Fillettes et poupées en Afrique



« Les petites filles ne chassent pas; mais volontiers elles pilent le mtama, elles vont chercher de l’eau, et plus volontiers encore elles emmaillotent une calebasse dans un peu de linge, et la soignent, et lui parlent, et l’habillent, et la grondent, et l’embrassent, et la frappent comme une mère fait de son enfant. La calebasse se prête à tout: elle a une tête et un ventre. Or une tête et un ventre, c’est presque tout l’homme…

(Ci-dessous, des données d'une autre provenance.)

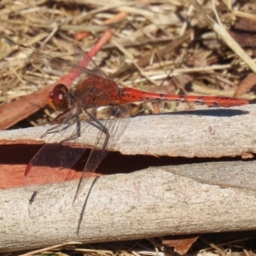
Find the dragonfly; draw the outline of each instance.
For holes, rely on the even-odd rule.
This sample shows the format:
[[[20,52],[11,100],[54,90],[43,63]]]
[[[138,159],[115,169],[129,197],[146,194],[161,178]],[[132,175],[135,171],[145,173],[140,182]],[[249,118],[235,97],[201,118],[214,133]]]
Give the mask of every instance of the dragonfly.
[[[133,88],[121,88],[108,77],[81,48],[76,49],[75,56],[77,61],[87,59],[89,64],[86,67],[80,64],[81,61],[76,61],[78,64],[70,63],[21,44],[19,45],[19,49],[35,62],[63,72],[79,73],[81,77],[74,89],[68,90],[65,84],[60,84],[49,94],[49,105],[61,113],[55,119],[56,125],[43,135],[49,136],[50,138],[32,159],[24,174],[24,184],[32,188],[32,191],[38,191],[42,184],[56,182],[52,180],[52,176],[49,173],[43,175],[41,169],[48,165],[64,169],[73,167],[84,154],[88,145],[82,144],[79,148],[72,148],[66,147],[65,143],[75,143],[83,134],[90,136],[93,128],[96,131],[96,135],[73,201],[86,183],[86,174],[96,171],[109,148],[113,148],[126,129],[130,116],[129,103],[158,100],[224,108],[248,104],[247,100],[232,97],[159,94]],[[102,107],[106,108],[104,116],[98,119],[91,110]],[[89,118],[83,125],[80,119],[82,113]],[[43,176],[39,183],[38,180],[35,182],[34,179],[37,175]]]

Ce qui m’étonna surtout, ce qui me jeta tout un soir dans un océan de considérations intérieures toutes plus philosophiques les unes que les autres, ce fut la calebasse, ce fut la poupée. Une poupée
! Le voilà donc en pleine Afrique, cet éternel jouet de la nature humaine! Une poupée! Saint Jérôme en parle dans ses lettres, et parfois, dans les fouilles des environs de Rome, lorsque l’on découvre un tombeau, on en trouve une entre les mains d’un squelette d’enfant: ainsi la poupée est de tous les temps; elle est aussi de tous les pays ».


Père Le Roy, missionnaire en Tanzanie,
in PP. Baur et Le Roy,
À travers le Zanguebar. Voyage dans l’Oudoé, l’Ouzigoua, l’Oukwéré, l’Oukami et l’Ousagara, Tours, 1886, p. 206-207.